Nicaragua fête le 40e anniversaire de la révolution sandiniste

Aujourd'hui, le 17 juillet, marque le 40e anniversaire du Jour du bonheur, lorsque le dictateur Anastasio Somoza, soutenu par les États-Unis, a fui le Nicaragua aux petites heures du matin. L'offensive finale contre Somoza et la redoutée Garde nationale a été menée par le Front sandiniste de libération nationale (FSLN), composé en grande partie d'adolescents et de jeunes adultes ayant un excellent leadership. Elle a duré environ deux mois - après des décennies de lutte contre la dictature de quarante-cinq ans d'un père et de deux fils. Somoza a passé des mois à bombarder Managua et la plupart des grandes villes comme Matagalpa, Leon, Estelí et Masaya tous les jours et dans de nombreux cas toute la journée sans aucun respect pour la vie des gens, des enfants.

Des dizaines de milliers de personnes ont donné leur vie pour mettre fin à la dictature et commencer la révolution sandiniste pour mettre en œuvre le programme sandiniste de 1969 pour transformer la société et mettre fin à la pauvreté.

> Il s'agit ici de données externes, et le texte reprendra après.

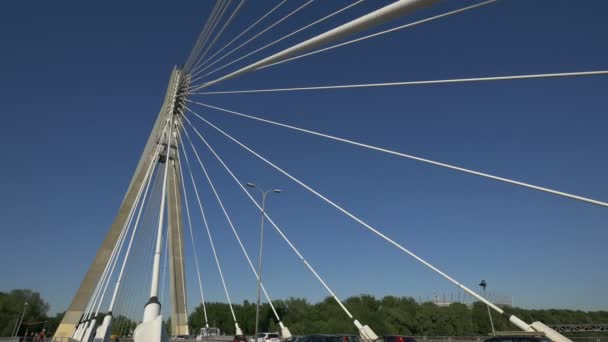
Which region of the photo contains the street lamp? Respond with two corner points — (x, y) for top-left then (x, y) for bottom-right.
(246, 183), (283, 342)
(13, 302), (28, 337)
(479, 279), (496, 336)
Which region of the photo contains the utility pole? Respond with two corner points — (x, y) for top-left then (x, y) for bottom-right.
(479, 280), (496, 336)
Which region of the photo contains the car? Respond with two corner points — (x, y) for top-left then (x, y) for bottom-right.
(249, 333), (281, 342)
(232, 335), (247, 342)
(484, 333), (552, 342)
(382, 335), (416, 342)
(298, 334), (359, 342)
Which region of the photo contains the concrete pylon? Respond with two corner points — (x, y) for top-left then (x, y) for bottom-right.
(167, 136), (189, 335)
(54, 68), (187, 341)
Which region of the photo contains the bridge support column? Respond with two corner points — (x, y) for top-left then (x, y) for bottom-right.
(167, 154), (189, 335)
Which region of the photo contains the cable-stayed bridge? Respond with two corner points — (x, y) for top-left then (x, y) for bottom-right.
(8, 0), (608, 342)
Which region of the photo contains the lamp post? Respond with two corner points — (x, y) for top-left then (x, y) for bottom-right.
(247, 183), (282, 342)
(479, 280), (496, 336)
(13, 302), (28, 337)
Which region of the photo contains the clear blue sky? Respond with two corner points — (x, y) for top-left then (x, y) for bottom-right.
(0, 0), (608, 311)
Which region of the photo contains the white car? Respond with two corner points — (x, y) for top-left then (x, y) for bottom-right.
(249, 333), (281, 342)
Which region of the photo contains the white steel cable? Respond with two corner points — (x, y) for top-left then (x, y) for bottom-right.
(108, 151), (160, 312)
(192, 0), (314, 82)
(87, 195), (137, 319)
(110, 118), (168, 320)
(184, 0), (232, 72)
(190, 70), (608, 95)
(119, 172), (164, 330)
(195, 0), (232, 71)
(193, 0), (439, 90)
(195, 0), (365, 82)
(178, 126), (209, 328)
(192, 0), (287, 72)
(187, 100), (608, 207)
(113, 174), (163, 332)
(93, 180), (146, 317)
(257, 0), (498, 70)
(183, 0), (225, 72)
(179, 130), (238, 323)
(95, 130), (166, 315)
(184, 115), (354, 319)
(113, 174), (160, 331)
(183, 0), (222, 71)
(195, 0), (246, 73)
(180, 128), (281, 322)
(184, 111), (536, 314)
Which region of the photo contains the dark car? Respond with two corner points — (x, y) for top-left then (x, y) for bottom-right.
(298, 334), (359, 342)
(484, 335), (552, 342)
(232, 335), (247, 342)
(382, 335), (416, 342)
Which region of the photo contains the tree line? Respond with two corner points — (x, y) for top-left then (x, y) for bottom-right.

Pendant la révolution des années 80, malgré la guerre de Reagan (qui a commencé presque immédiatement en utilisant l'ancien garde national), ils ont mené une célèbre campagne d'alphabétisation avec des lycéens, des étudiants et d'autres personnes formées pour devenir enseignants dans tous les coins du pays pour ramener l'analphabétisme de plus de 50 % à 12 %. Ils ont porté la couverture vaccinale à près de 100 %, éliminé la polio et rendu les soins de santé et les médicaments gratuits pour tous. Ils ont procédé à une réforme agraire massive qui a donné des terres à plus de 100 000 familles ainsi qu'une formation technique et des prêts à très faible taux d'intérêt aux agriculteurs et aux coopératives nouvellement créées.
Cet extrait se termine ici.